About the maturity of Apache Derby

Engineering Insights & Enterprise solutions

For those of you that didn’t hear about it yet, Apache Derby is a Java relational database engine that can both run as a network server or embedded in a Java application. You might have encountered Derby under its previous name, Cloudscape DB, shipped with the recent J2EE reference implementations. Sun also plans to include this product in JDK 6 but is branded as Java DB.

I recently did some work on porting a tool to use the Apache Derby database engine, besides the existing MySQL 4.1 support. The database behind the application was of medium size: around 50 tables and reasonably complex queries. I used at that time the most recent 10.1.3.1 version and also used development versions of the 10.2.1.3 version.

While overall Derby is a great idea and a good implementation, it is important to know that it is still immature. While doing the port I have encountered the following problem categories:

unsupported SQL features,
internal server errors,
fatal server errors,
stored function limitations,
differences between the networked and embedded JDBC drivers.

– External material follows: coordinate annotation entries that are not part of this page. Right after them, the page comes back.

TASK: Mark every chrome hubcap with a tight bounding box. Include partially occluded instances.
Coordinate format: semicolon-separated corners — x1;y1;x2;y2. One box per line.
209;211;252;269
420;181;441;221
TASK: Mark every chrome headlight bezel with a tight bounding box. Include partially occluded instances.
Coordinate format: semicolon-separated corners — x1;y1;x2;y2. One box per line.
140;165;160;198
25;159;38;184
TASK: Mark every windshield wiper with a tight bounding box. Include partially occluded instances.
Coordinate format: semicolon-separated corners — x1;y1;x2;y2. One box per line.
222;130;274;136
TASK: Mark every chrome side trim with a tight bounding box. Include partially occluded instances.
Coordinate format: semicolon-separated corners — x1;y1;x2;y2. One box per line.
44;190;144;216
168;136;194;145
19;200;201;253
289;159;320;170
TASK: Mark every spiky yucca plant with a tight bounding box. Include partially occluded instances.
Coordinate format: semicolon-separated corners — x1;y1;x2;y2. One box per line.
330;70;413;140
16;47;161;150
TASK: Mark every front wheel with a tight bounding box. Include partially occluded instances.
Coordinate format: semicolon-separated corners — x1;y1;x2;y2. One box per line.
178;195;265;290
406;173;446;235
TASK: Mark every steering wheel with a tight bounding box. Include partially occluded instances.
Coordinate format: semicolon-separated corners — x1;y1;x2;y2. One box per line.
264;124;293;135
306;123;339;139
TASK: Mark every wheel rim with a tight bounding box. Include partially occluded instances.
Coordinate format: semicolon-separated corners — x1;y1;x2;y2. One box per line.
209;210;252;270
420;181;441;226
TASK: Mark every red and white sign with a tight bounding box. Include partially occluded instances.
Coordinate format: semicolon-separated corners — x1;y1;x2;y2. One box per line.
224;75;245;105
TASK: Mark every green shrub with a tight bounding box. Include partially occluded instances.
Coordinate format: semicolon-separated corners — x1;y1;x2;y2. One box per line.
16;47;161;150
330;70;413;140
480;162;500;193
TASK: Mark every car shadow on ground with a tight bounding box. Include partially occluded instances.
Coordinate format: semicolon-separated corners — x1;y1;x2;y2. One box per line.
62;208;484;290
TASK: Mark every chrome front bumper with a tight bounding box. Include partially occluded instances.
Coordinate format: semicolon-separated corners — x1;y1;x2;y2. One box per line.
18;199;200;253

Unsupported SQL features range from simpler to annoying ones. Alias visibility is a great issue here, so for instance the following SQL query is not valid in Derby:

SELECT SUM(table1.field1) AS my_sum1
FROM table1
GROUP BY my_sum1

Select item aliases are not visible in the GROUP BY clause, but _are_ visible in the ORDER BY clause!

Internal server errors range from plain NullPointerExceptions (in the case of the COALESCE built-in function) to some protocol errors. Once protocol errors appear, though less frequent, one needs to restart the server (or the application, if you’re running in embedded mode). A frequent source of internal server errors is when one tries to overcome the alias limitation by putting group expressions in the GROUP BY clause (e.g. GROUP BY SUM(table1.field1).
Hopefully, I encountered fatal server errors only in one scenario, and I managed to get over it but unfortunately not in a reproducible manner. This particular server error was caused by a more complex query that produced an internal server error. The server did not recover from it so all subsequent valid queries were raising the same error.

It is important to know that Derby has a limited number of built-in functions, so one needs to frequently resort to custom stored functions. The problem with this is that, besides the lack of proper documentation, this support is quite limited. Stored functions can be defined only in Java. That would be mostly fine if it would work well. But for instance, if you want a stored function that returns an INTEGER value, you must specify the return type of the associated Java method as int. This means that basically, you cannot return NULL integers from your function!

I have encountered some differences between the networked and embedded JDBC drivers. Actually only one, but which convinced me not to complicate things and to overall avoid the embedded driver. The problem is related to the way NULL values are specified for prepared statement parameters. If the java.sql.PreparedStatement.setNull(int parameterIndex, int sqlType) the method is called with sqlType 0 (done by default by iBATIS) then it will raise an error, but only with the embedded driver.
There are several other limitations that would need a lot more detail. The good news is that for most of these problems there are bug reports and developers are working to fix them, but I think that there’s still a lot to do to stabilize the whole thing. I managed to successfully avoid all the pitfalls and do the port, but the effort was too big in my opinion.
I don’t say that you shouldn’t use Derby for your projects. It’s just that it is important to know its limitations and be sure that you don’t have a better alternative. As a side note, compared with Derby the Hypersonic SQL database engine is very much more unstable and featureless.